Importantly, treatment with relaxin increased cardiac output more in those patients with higher PVR, again, going along with our CPCPH hypothesis. The drug was well tolerated, no SAEs, immunogenicity. The most common AE was fatigue, which was not drug-related. It was transient. It lasted three hours. It only happened on the first day of treatment after a very long day in the lab. It was gone by the next day when drug levels were still high. 6MWT is going to be the approval endpoint, and so everybody wants to know how do these hemodynamics translate to that. There is not a lot of literature in group 2 PH. We do know that decreasing wedge pressure in these patients alone should improve exercise capacity to some extent. A 20% decrease has been associated with about a 20-meter increase in 6MWT.
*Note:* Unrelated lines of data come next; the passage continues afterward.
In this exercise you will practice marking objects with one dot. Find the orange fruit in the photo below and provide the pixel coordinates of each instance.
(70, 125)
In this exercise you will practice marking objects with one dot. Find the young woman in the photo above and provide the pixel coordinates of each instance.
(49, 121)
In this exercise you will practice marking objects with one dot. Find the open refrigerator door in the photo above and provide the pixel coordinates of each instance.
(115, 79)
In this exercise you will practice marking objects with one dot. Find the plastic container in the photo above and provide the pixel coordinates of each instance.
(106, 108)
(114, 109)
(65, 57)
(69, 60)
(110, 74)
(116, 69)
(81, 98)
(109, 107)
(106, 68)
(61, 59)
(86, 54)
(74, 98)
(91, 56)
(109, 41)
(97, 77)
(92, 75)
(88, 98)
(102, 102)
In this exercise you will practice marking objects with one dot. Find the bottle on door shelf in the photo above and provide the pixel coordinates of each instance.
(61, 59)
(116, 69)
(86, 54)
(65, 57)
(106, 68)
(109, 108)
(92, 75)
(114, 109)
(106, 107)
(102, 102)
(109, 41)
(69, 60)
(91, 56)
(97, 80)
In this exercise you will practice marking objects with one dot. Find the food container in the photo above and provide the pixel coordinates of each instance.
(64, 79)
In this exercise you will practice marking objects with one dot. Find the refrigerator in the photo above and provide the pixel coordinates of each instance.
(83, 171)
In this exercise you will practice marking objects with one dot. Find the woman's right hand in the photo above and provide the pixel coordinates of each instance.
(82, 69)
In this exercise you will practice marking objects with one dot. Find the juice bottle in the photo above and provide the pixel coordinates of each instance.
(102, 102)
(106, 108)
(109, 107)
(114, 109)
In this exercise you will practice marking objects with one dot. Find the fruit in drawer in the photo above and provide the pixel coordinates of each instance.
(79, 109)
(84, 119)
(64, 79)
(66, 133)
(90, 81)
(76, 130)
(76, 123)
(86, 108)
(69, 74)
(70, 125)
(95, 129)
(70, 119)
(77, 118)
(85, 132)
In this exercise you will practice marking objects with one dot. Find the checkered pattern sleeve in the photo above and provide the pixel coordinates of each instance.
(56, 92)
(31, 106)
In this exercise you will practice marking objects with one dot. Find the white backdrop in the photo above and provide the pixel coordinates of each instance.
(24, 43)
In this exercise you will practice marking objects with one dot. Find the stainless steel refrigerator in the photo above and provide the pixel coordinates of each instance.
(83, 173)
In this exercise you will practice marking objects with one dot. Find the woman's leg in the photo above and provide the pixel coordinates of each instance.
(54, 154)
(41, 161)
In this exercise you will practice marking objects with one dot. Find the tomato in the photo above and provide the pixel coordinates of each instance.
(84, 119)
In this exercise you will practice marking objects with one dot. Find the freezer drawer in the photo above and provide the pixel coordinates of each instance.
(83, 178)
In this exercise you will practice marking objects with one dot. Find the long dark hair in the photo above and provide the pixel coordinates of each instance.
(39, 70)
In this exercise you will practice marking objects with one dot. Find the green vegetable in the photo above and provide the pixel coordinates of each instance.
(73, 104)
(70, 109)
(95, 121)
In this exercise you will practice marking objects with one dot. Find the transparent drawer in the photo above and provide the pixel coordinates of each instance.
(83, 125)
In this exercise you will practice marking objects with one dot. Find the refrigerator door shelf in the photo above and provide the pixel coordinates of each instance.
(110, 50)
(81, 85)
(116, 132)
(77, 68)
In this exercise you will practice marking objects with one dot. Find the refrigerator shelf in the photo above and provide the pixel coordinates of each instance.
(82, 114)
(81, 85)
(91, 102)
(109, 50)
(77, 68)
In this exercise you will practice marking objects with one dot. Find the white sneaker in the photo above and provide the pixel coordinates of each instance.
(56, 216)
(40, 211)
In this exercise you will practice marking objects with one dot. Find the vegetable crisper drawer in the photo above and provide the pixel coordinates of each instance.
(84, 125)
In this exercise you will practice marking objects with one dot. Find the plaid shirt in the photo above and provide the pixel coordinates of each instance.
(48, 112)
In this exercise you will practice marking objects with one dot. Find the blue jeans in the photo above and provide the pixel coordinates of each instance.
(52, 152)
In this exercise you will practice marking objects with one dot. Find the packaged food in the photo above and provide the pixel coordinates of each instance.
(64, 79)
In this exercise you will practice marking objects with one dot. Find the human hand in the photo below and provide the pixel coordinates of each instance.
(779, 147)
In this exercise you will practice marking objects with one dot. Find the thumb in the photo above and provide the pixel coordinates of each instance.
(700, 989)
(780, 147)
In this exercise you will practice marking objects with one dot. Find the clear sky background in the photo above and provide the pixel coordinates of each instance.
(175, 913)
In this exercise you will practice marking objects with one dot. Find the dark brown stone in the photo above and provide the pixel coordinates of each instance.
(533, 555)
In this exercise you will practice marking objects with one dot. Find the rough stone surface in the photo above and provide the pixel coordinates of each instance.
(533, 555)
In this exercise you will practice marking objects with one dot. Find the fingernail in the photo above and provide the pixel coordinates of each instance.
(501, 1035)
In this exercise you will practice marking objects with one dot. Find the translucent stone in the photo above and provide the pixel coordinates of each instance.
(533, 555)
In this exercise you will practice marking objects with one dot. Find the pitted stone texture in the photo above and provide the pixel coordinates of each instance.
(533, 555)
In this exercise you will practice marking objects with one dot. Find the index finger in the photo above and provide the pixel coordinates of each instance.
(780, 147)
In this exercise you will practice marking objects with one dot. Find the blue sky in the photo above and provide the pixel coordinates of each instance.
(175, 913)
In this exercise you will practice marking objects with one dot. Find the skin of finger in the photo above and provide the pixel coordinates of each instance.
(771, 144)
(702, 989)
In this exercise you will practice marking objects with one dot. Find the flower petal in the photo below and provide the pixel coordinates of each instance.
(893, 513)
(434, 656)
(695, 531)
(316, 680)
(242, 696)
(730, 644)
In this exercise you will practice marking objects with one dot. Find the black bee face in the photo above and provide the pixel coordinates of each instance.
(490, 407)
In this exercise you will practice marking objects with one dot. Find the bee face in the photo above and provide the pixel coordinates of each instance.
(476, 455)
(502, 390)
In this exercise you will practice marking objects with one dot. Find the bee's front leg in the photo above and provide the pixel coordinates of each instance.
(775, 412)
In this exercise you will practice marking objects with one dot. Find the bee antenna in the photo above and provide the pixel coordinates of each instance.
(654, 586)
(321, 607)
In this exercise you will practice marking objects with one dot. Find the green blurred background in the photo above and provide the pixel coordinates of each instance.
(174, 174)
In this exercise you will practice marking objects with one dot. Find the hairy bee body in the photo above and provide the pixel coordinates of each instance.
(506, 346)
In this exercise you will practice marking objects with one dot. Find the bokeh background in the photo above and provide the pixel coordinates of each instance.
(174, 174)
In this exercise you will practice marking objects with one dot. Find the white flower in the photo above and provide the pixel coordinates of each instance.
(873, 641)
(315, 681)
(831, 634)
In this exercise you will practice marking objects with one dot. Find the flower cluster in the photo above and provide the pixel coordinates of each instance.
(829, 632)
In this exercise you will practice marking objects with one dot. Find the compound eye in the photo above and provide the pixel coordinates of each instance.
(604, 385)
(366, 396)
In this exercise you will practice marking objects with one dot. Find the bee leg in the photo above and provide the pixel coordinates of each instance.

We really think that in CPCPH, by improving both PVR and cardiac output, you sort of get more bang for the buck. Where in one study in CPCPH, where you decrease the wedge by that same 20%, but you also decrease the PVR by 30%, you got almost a 70-meter increase in 6MWT. Now, that's not our target for our program. This was a very, very high PVR patient population, but it gives you a sense of why we think you'd get added benefits. TX45 is well tolerated. We showed both an improvement in left heart function as well as improved pulmonary hemodynamics, and we think the data supports our enrichment strategy for CPCPH. Looking ahead, this is the design of our phase II study, right-heart cath at baseline.
Patients are randomized to one of three treatment arms, 300 Q2 or 300 Q4 of our drug or placebo, and then right-heart cath at the end. PVR in the PVR greater than three population is the primary endpoint, a secondary endpoint looking at the overall population, and we're looking at 6MWT in addition. Coming to the end, there is we do have competition. AstraZeneca is in this space, both with an Fc fusion as well as with an oral. Our half-life is double what their half-life is. We're testing both Q4 week and Q2 week. We think Q4 week will be our dose. They're only testing Q2 week. Their phase II is also in group 2 PH, but they're including both, as I said, HFpEF and HFrEF with a PVR in the overall population as their primary endpoint.
Just in conclusion, we're positioned to deliver on value-creating milestones. We have two pipeline candidates addressing untapped markets with significant market potential, and we have a steady cadence of inflection points in 2025 and 2026 and a proven leadership team that's well capitalized to execute with a very strong balance sheet. I think I was told I got to keep it right to 15 minutes, and so I'm happy to take any questions as the next group comes in. Thank you.